I have been thinking about revision lately.

When I was in the classroom, it was sometimes difficult to get elementary writers to revise. When first graders wrote, it was as though their words were written in concrete. Permanently etched.
Difficult to change or remove. Even more difficult to stretch by adding words and thoughts. 

When third graders wrote, they were open to thinking another way or adding descriptive words to their writing. Using mentor texts helped them see there were other ways to say things. Sharing other's writing helped them to see new ways to approach their writing.

When I worked with fifth graders, they were much more eager to recognize the ways they could improve their writing. They were more playful and interested in trying new words, extending their writing or focusing on smaller moments in their writing.

Is it because writers move from a self-centered approach to a more sophisticated way of thinking about writing? Teachers everywhere are doing outstanding jobs of supporting young writers and move them toward more independent thinking as they write. 

In my own writing, I will always find revising difficult. It's stepping away from the words and reading them as another person would. But, as writers, we are so attached to our words and thoughts.

I posted on March 14 (My Remembering Place) with the intent of continuing to work on the piece over time. On March 15, I made changes and posted the revised version. But I had not stepped very far away from the piece. I need time. I need to give my writing some space to breathe. I need to come back to my writing when the actual words do not mean so much to me. 

I will revisit the post another time in the future. I need distance. I need time. I need to be open to making those revisions that I think can be made.

How do you feel about revision? How do you put yourself in a place where revision is possible?


  1. I totally agree that we sometimes need space between composing and revising when we don't feel such an emotional tie to the writing and can see it with fresh eyes and revision doesn't seem like a betrayal to those words we so carefully crafted. I don't always think that's even a conscious thing, our brains just fill in the blanks for any confusions or vagueness.
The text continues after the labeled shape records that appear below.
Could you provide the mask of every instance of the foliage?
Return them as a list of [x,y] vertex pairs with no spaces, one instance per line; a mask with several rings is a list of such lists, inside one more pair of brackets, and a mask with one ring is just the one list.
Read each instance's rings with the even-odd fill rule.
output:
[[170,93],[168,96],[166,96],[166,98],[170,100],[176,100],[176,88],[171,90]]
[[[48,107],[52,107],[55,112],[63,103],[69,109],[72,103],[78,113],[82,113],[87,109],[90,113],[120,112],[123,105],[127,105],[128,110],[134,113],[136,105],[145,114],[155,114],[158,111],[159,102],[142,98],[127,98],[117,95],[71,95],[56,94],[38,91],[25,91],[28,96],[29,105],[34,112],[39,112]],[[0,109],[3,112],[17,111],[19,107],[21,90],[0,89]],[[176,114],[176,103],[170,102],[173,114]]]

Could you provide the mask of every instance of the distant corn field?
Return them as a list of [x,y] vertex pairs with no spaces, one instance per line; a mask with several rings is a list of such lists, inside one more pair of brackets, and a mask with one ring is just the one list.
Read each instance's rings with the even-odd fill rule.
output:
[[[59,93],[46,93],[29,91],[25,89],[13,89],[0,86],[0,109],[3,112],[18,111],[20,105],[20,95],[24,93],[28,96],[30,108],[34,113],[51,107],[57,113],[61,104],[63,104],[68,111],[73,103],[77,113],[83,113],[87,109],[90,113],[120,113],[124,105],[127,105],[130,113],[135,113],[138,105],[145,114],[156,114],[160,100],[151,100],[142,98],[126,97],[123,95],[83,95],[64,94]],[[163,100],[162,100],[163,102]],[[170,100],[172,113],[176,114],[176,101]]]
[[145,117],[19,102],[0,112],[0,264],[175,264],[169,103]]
I lose perspective if I'm so invested and try to revise without some distance.

    1. I think that is my problem with my last two posts. I am too emotionally tied to the piece. I will revisit my writing at some point. Thanks, Paula.

  2. Sometimes I think about revision through a single lens: I'm going to work on the verbs. Or the description. Then I don't have to revise the ideas, but more the craft. That can help.

    1. I like your suggestions. I'm going to give them a try. Thanks.

  3. Karen, much to ponder here. Revision is tricky business. I just finished an article that I'm not loving. Every time I read it, I'm not sure I quite got to the point I was trying to make. I can't help but wonder what it might be like if I crafted it differently. I'm just not sure what that might look like. Time, I suppose, might help.

    I was intrigued in thinking about revision through a developmental lens. I also can't help but weigh the level of difficulty in the task of writing for writers from age 6 to 10. As I consider your words, I wonder too if the transition from using pictures to help tell our story to using words to impact our readers is a piece as well.

    Thanks for making me think. Hope you month of writing is going well!